For the second weekend in a row, we have to report an attack upon organized religion. Last week, we deplored the horrific bombings of Sri Lankan Catholic churches on Easter Sunday. This week, we have witnessed the all-too-famiiar scene of a lone crazed gunman shooting up a synagogue in California on the final day of Passover observances.
Anti-Semitism has shown its ugly head again. What more can be said other than we utterly condemn such attacks that seem to be becoming more frequent!
Obviously, the Judea-Christian tradition has been targeted in our secular world. Or are these incidents just the works of individual madmen choosing opportune targets?
The 24-hour news cycle has shone a light on these terrorist-type assaults. No sooner has the crime occurred than TV cameras arrive and begin full-time cable coverage – an endless discussion of who, what, where and when. It’s big business to the media outlets, but it’s numbing to the senses.
In Sri Lanka, it was announced that churches and church-run schools would be closed indefinitely as religious groups continue to be a target. In the United States, we are talking about armed guards outside and inside synagogues and other places of worship. Are we facing a future when religious services can only take place behind heavily fortified doors?
The secularization of society has eroded the sense of the sacred in our midst. Life is cheap. The seamless garment of life has been torn into pieces. How could we ever have anticipated taking the life of children as they are emerging from the womb of the mother? How could we ever have anticipated a discussion of how to assist people in taking their own lives when all else seems seems to fail? The rash of attacks upon churches and synagogues is another attack upon the sanctity of life.
Faith must become part of the national, indeed international, discussion. We have seen centuries of trying to find meaning in reason and science. They are fine and good but only faith in the Divine realizes the basis for declaring that all life is sacred.
Rather than watching religion become marginalized, can’t we find methods to encourage faith-based activities in our pluralistic surroundings.
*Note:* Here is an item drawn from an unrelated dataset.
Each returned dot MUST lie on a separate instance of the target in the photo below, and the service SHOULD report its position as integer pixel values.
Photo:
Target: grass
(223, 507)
Freedom of religion must not be understood as freedom from religion but rather freedom to worship as one pleases.
Anti-Semitism cast a shadow on humanity in the 20th Century and we seem not to have learned the lesson. Now many seem to think that anti-Christian prejudice is the last permissible bias. We have seen where these terrible attitudes have led us. Isn’t it time we learn from the sins of the past and build a new future that is prejudice-free?